Thursday, 13 October 2011

Memory





At the moment the posts aren't exactly ten a penny. It has been all festival over here for the last two months (you may have noticed) and what a joy it has been to be able to lift up the carpet and show the insides and my own take on it. And the feedback....i won't even begin. Just the experience of doing the EIF was life changing enough, i can barely take into account the great ripples in motion for my life in the aftermath. It makes me have to close my eyes.

I have not really stepped aside and laid down my thoughts since the festival ended. What actually happened was a a very abrupt stop. One minute i was taking pictures hell for leather, the next i was not. All was still in the air but my ears were ringing. And on cue the wind whips up and winter settles in again and Edinburgh tries to  remember what it did before the commotion and puts the good times to the back of its mind. That brief, eerie silence before the pace is picked back up. What to do when you cannot keep pace with the machine. I'm still dwelling on the good times. Four years of them. 

You can't talk about memory without talking about time, and sitting on the edge on my bed i feel let down by both. To try and crystallise the last four years of us together in my head: an impossibility. You only draw attention to the great void of forgetting. And it is only when something has changed for good that you fear the obscuring of all the luscious moments that became it in memory. You would desperately discard all the facts and insight and sophistication, all those numbers and dates in perpetual oblivion, to feel the old weight and hear the familiar notes. All that bloated rumination for a seconds glimpse of a humdrum scene. To surrender all the world's knowledge for just the vapour of a scent. Of her.
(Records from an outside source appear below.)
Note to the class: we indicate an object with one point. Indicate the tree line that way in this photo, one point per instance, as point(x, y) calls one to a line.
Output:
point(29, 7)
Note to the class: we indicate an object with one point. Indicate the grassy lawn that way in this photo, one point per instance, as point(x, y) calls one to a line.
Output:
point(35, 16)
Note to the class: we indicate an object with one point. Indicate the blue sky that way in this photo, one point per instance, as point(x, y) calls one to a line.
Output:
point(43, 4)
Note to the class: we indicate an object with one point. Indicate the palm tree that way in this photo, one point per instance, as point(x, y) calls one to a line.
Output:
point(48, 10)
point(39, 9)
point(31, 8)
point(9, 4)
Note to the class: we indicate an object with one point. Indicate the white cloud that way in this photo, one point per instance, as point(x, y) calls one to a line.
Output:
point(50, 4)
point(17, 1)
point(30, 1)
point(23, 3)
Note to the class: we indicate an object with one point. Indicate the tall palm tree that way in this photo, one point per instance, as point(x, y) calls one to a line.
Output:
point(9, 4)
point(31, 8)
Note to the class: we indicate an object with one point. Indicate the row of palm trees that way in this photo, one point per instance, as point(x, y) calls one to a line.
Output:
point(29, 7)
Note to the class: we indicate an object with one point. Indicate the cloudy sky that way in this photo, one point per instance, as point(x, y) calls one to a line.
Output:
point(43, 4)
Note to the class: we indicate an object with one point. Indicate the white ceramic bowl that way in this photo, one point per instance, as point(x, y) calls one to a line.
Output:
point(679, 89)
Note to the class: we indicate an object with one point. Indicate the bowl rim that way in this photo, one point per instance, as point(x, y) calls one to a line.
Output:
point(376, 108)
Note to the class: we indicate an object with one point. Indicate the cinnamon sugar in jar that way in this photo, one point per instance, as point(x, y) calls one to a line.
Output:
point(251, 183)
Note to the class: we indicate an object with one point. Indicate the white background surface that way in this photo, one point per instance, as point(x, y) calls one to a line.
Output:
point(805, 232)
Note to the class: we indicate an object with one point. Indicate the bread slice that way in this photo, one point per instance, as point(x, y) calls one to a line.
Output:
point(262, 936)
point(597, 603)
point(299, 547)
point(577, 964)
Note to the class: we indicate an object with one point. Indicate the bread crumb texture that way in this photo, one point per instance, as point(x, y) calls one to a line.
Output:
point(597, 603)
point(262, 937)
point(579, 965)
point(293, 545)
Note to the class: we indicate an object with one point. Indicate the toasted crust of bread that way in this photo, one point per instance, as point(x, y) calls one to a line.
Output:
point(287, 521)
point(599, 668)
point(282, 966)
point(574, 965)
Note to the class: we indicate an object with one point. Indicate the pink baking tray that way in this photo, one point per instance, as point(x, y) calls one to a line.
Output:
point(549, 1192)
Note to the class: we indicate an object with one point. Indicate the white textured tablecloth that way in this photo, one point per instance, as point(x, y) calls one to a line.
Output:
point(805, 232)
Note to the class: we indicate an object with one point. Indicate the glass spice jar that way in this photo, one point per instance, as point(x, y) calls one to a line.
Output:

Our selective memory is not without mercy, even if it is without control. Tiny fragments connect. In the smell of rain, or burning toast, or a warm quilt, or seeing old handwriting, or the sun on your neck:  orbs of the past that unlock the treasure chest. Like a snippet of conversation, a glimpse into the past. Without warning, you are elsewhere in a younger body. Back at the start, back to the anchor. Hand in hand in the sunshine, carelessness on the air, with nowhere to go.

Four years under the microscope. I can only shake my head at the scale of it. Like yesterday and forever at the same time. These are the things in the foreground when change is on the air. Beyond the lists and inventories. When your boxes are packed and groaning, you sweep your old floorboards and switch off the lights for the last time, before heading out into the dark. You panic about the nuts and bolts falling off on the move, the great material convoy to a new pasture. A situation as old as the world.  The ensuing grapple with memory as it gradually withdraws the old scenes that buoy me on. Only to realise that it is doing a packing of its own. Saving the most precious and private things, encrypting them beyond retrieval, for when they are needed.

For now. For our old flat together. Where my ears are still ringing.
















e

Monday, 10 October 2011

Washout



Huge apologies all. I haven't forgotten about our corner of the web over here, it is long in need of a dusting though.

Like all troughs, there is a huge crest of activity coming this way. Stay tuned for info and some footage on the Edinburgh International Festival Photography exhibition, and the launch date this month. Not just that, there is a fully fledged, upholstered website on the way to soothe your eyes (and ruin my brain). An unearthing of neverbeforeseen personal as well as commercial work. It has been an exciting month and there are some very cool projects emerging but there is also a proportion of personal woe that, no doubt, shall all be shared in due course.

Anyone living down in Leith, all i will say is look out. Its time to batten down the hatches.